US athletes Tommie Smith (C) and John Carlos (R) raise their gloved fists in the Black Power salute to express their opposition to racism in the USA during the US national anthem, after receiving their medals 17 October 1968 for first and third place in the men’s 200m event at the Mexico Olympic Games. At left is Peter Norman of Australia who took second place. (AFP/Getty Images) 

Over the decades, their actions have been cast more favorably. In 2005, a 22-foot statue of the medal-stand demonstration was unveiled at San Jose State. Since then,  ESPN has awarded Smith, 76, and Carlos the Arthur Ashe Courage Award and last year they were inducted into the U.S. Olympic and Paralympic Hall of Fame in Colorado.

Jules M. Boykoff, author of “Activism and the Olympics,” said Smith, Carlos and a few other track stars from that era laid the groundwork for what has happened this summer. He said the key historical factors are the connections between vibrant social movements then and now.

In 1968, young people marched in city streets to protest the Vietnam War that culminated with a riot at the Democratic national convention in Chicago. It was the year of the assassinations of Martin Luther King Jr. and Robert F. Kennedy as well as the peak of the Black Panther Party in Oakland.

In 2020, people young and old and of all ethnicities have gone to the streets to voice anger over police shootings of African Americans. The demonstrations are happening during a global health crisis and in the backdrop of what promises to be one of America’s most divisive presidential elections.

The current strategy athletes have chosen energizes Edwards, who views boycotts as the bluntest tool they have to promote the dismantling of systemic racism.

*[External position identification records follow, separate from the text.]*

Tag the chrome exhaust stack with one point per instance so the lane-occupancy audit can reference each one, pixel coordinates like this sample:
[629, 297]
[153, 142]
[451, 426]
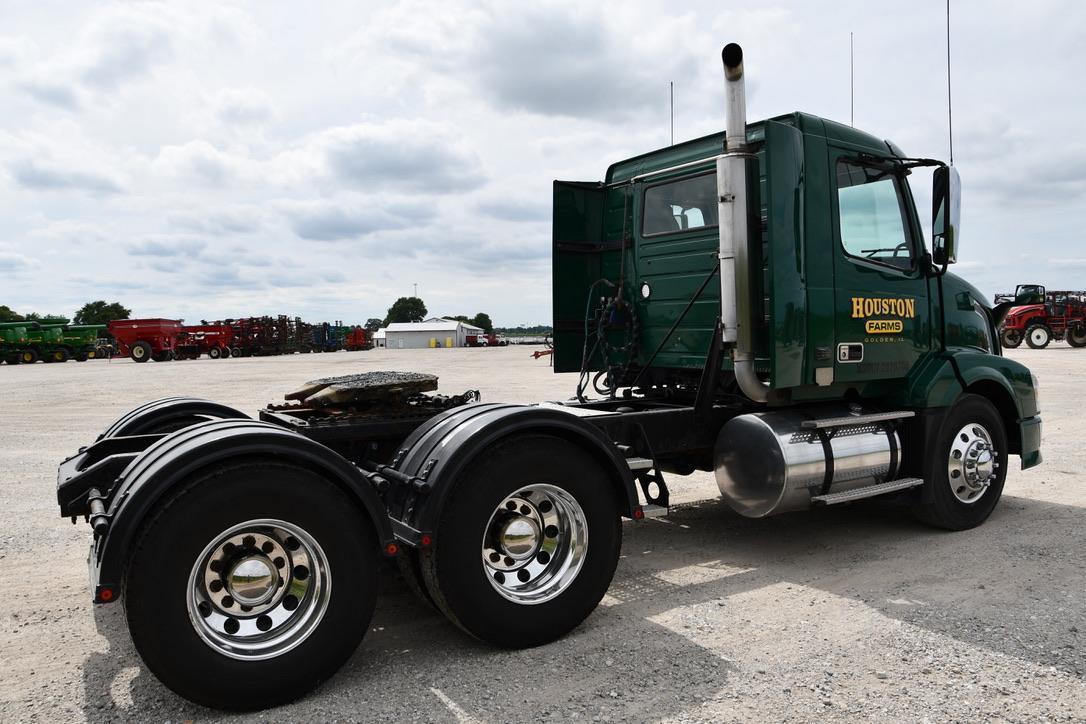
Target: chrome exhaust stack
[735, 312]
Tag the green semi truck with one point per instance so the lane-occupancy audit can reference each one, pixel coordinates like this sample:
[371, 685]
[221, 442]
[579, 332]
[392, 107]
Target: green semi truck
[759, 304]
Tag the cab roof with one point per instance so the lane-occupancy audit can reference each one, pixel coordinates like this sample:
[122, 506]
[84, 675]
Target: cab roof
[712, 144]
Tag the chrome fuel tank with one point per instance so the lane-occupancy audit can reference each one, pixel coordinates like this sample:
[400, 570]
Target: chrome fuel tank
[768, 462]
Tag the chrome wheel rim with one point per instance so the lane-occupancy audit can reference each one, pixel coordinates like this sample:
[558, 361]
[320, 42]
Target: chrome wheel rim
[972, 464]
[534, 544]
[259, 589]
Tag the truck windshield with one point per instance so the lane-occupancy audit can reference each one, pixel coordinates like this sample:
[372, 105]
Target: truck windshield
[689, 203]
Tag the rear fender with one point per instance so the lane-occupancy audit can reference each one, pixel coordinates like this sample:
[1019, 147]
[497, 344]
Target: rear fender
[444, 446]
[175, 458]
[151, 417]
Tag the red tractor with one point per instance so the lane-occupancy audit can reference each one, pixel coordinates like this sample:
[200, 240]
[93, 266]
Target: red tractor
[211, 340]
[1038, 317]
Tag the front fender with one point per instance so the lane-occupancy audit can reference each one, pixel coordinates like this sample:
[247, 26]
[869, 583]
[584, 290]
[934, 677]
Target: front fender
[177, 457]
[1011, 375]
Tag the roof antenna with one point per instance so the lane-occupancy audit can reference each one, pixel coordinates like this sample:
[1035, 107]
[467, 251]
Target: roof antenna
[671, 86]
[949, 103]
[851, 83]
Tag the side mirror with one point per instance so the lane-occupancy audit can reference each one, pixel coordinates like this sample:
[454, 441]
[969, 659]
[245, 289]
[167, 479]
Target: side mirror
[946, 214]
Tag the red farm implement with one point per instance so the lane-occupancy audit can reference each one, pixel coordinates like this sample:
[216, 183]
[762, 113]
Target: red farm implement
[1038, 317]
[212, 340]
[357, 339]
[267, 335]
[146, 339]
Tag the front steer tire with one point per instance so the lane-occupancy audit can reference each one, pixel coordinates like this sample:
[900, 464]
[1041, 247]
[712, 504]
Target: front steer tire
[173, 550]
[973, 423]
[454, 571]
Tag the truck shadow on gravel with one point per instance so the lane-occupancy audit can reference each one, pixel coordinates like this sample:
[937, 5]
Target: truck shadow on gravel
[1013, 585]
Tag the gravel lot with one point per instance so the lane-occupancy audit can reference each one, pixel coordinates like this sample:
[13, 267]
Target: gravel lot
[850, 612]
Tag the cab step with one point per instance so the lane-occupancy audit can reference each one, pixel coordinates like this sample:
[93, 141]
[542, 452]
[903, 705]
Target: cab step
[870, 491]
[849, 420]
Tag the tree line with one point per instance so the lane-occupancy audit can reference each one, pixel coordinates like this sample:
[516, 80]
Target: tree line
[91, 313]
[413, 309]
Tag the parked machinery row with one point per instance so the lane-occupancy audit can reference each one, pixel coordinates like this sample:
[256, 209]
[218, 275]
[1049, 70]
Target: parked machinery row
[1037, 316]
[51, 340]
[163, 340]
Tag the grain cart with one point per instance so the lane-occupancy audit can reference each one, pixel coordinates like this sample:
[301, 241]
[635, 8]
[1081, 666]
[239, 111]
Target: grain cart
[79, 342]
[146, 339]
[13, 339]
[757, 303]
[43, 342]
[1038, 317]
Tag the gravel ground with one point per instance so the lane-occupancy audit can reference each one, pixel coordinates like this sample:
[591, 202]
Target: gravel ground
[850, 612]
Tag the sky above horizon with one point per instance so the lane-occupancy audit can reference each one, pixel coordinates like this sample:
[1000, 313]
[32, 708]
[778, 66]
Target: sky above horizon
[207, 161]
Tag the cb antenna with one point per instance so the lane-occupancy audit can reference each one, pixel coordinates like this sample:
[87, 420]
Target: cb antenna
[949, 99]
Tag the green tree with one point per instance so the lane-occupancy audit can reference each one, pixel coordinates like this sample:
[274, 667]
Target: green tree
[406, 308]
[482, 319]
[99, 313]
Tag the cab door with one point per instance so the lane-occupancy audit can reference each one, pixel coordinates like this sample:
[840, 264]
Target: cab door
[882, 319]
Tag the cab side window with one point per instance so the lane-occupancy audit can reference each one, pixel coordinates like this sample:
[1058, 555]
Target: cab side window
[682, 205]
[872, 217]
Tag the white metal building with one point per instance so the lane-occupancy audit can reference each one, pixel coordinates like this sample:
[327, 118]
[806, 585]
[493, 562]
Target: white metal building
[434, 332]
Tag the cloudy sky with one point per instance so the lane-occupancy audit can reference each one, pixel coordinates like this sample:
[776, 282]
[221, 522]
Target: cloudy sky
[212, 160]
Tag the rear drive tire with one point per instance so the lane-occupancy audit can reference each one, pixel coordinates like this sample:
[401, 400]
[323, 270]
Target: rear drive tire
[969, 466]
[277, 536]
[140, 352]
[1038, 337]
[1010, 338]
[541, 499]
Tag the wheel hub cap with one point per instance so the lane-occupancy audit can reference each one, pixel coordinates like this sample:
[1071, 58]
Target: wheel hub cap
[520, 537]
[534, 544]
[972, 464]
[252, 581]
[259, 589]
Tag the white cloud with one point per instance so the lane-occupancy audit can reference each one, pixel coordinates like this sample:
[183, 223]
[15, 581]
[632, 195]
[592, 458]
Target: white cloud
[242, 106]
[238, 143]
[50, 176]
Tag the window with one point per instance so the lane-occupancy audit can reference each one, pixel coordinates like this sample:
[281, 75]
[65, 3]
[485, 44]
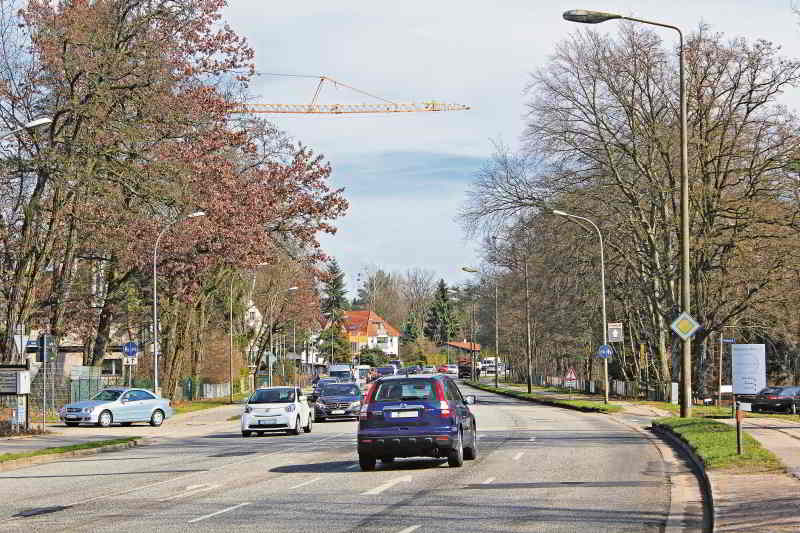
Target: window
[405, 390]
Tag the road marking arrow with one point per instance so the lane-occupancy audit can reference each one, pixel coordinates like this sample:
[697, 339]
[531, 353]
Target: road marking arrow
[387, 485]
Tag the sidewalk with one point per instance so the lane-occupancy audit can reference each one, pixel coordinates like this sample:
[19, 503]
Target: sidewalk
[743, 502]
[178, 426]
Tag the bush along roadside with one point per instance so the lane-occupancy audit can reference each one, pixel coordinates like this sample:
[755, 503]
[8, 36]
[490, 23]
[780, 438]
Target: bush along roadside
[578, 405]
[715, 444]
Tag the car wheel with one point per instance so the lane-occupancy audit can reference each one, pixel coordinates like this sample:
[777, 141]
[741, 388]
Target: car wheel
[456, 455]
[471, 452]
[157, 418]
[366, 462]
[105, 419]
[296, 429]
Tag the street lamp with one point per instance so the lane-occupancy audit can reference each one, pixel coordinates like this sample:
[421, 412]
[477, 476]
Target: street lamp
[602, 292]
[595, 17]
[155, 293]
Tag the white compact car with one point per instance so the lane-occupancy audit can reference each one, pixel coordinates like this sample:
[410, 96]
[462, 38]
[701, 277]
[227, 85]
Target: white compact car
[277, 408]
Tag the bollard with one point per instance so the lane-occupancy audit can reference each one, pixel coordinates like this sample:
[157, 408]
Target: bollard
[739, 418]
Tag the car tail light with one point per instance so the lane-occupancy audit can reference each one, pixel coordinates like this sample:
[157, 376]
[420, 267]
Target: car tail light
[444, 407]
[364, 413]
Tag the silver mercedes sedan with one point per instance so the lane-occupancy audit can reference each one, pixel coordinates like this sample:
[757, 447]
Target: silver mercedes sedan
[118, 406]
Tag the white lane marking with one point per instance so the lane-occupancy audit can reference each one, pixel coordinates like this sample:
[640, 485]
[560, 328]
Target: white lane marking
[218, 512]
[303, 484]
[387, 485]
[190, 491]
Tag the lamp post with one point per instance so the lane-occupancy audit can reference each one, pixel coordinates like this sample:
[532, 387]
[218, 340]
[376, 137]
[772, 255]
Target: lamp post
[155, 294]
[602, 292]
[595, 17]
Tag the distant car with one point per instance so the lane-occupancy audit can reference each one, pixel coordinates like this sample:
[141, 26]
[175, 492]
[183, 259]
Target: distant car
[410, 416]
[118, 405]
[776, 399]
[276, 408]
[338, 400]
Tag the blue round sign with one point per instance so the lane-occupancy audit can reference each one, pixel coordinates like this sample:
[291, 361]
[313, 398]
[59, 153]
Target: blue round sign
[604, 352]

Edwards, a longtime 49ers consultant, said Black athletes understand the crosscurrent they are swimming: they are as vulnerable to being shot as African Americans George Floyd, Jacob Blake and Rayshard Brooks, among scores of others. The only difference, he said, is the athletes weren’t there at the time of the incidents.

It is why Carlos sees the stance by professional athletes of 2020 as important to push his agenda from 1968 forward.

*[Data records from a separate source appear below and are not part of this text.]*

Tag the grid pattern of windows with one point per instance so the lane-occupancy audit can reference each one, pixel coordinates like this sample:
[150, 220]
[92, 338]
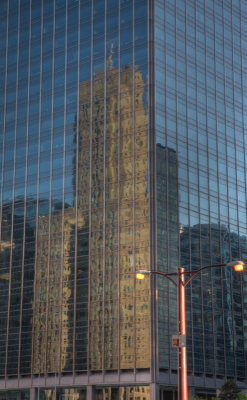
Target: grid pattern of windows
[200, 116]
[74, 186]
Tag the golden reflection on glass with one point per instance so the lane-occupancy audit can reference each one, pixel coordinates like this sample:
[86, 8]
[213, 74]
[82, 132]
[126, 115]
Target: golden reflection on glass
[53, 322]
[123, 393]
[119, 313]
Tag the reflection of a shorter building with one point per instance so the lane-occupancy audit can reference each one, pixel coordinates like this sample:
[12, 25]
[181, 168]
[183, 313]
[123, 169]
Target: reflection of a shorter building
[54, 292]
[16, 265]
[213, 300]
[167, 249]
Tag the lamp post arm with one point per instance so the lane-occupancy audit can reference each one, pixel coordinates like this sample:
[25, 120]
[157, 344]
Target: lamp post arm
[194, 273]
[168, 276]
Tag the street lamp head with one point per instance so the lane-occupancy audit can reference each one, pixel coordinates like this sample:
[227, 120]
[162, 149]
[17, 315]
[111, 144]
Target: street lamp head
[141, 274]
[237, 265]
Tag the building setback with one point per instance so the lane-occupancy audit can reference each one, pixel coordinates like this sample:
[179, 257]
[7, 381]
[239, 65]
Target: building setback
[123, 128]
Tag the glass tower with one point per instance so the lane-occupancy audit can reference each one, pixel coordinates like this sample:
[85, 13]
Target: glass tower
[123, 128]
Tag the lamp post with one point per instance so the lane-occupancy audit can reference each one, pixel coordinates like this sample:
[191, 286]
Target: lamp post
[178, 279]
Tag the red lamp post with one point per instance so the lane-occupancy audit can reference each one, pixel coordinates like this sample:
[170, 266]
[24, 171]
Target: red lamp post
[181, 338]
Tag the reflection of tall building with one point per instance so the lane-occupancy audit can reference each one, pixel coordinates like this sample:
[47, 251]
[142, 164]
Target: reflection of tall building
[121, 148]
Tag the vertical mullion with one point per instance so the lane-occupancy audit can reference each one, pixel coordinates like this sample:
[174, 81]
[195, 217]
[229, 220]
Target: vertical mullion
[104, 206]
[90, 203]
[133, 182]
[25, 198]
[50, 200]
[13, 196]
[76, 196]
[244, 146]
[38, 178]
[119, 160]
[3, 150]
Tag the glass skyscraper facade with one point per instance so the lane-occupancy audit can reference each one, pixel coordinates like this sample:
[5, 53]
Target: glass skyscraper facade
[123, 127]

“Boycott is a very strong pill to take,” Carlos said. “But this issue is far greater than the Olympic Games, than football or basketball.”

While applauding the one-day work stoppage, Carlos said team owners got off easy because it happened with mostly empty buildings in a period of novel coronavirus restrictions.

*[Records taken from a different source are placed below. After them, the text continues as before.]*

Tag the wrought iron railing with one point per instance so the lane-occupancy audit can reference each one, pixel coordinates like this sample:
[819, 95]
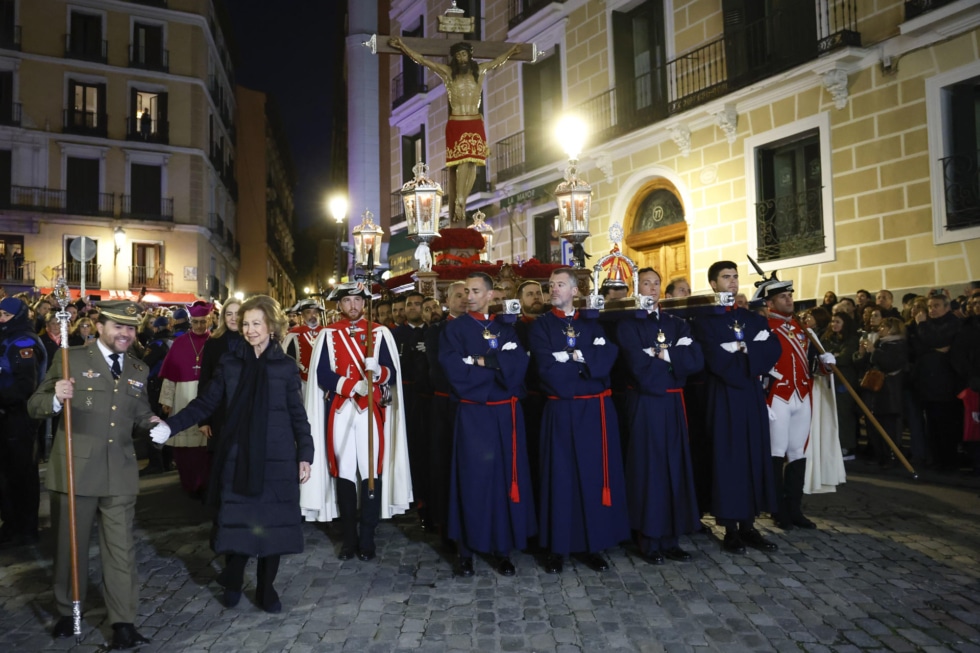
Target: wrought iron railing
[149, 59]
[790, 225]
[87, 50]
[148, 209]
[961, 181]
[147, 129]
[151, 277]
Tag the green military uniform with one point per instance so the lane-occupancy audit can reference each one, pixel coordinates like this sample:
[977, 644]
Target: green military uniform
[104, 413]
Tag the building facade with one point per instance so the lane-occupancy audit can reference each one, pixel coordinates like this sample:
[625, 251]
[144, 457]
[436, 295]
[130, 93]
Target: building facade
[116, 124]
[266, 215]
[816, 137]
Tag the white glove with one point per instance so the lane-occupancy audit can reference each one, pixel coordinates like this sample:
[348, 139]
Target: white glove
[160, 433]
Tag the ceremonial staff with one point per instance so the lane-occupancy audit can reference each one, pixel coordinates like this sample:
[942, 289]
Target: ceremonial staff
[63, 297]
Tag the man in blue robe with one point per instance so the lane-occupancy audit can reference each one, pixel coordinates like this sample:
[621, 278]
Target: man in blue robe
[738, 350]
[660, 355]
[491, 506]
[583, 491]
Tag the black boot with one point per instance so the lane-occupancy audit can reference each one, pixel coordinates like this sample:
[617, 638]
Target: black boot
[370, 515]
[347, 502]
[795, 477]
[265, 594]
[782, 515]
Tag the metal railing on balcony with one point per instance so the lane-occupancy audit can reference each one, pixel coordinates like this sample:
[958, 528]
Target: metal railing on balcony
[520, 10]
[10, 114]
[147, 130]
[156, 209]
[10, 38]
[86, 49]
[790, 225]
[408, 84]
[151, 277]
[72, 272]
[915, 8]
[961, 182]
[17, 270]
[149, 58]
[91, 123]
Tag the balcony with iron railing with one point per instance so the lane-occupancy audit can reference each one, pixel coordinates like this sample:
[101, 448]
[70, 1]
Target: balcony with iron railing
[86, 49]
[10, 38]
[790, 225]
[147, 130]
[961, 184]
[15, 270]
[151, 277]
[520, 10]
[144, 58]
[88, 123]
[10, 114]
[72, 273]
[154, 209]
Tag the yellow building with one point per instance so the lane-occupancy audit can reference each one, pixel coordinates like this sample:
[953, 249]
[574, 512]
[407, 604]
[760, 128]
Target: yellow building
[116, 124]
[833, 140]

Tommie Smith (2nd R) jubilates after crossing the finish line of the men’s 200m final ahead of Australian Peter Norman (not on pic) and compatriot John Carlos (L) during the Mexico Olympic Games, 16 October 1968. (/AFP/Getty Images) 

But, he added, the move could be a prelude to what will happen if Black people continue to be killed by police. Carlos said the sprinters had tried to wake society up with their Olympic gesture a half-century ago.

“And society didn’t want to be awakened,” he said.

Will minds change in the coming months? Edwards said it has a better chance if team owners join corporate sponsors in supporting a serious shut down until society addresses the extrajudicial killing of Black and brown people.

“If we don’t go together we’re not going anywhere at all,” Edwards said. “We will come out of it better. Because that is what we Americans do.”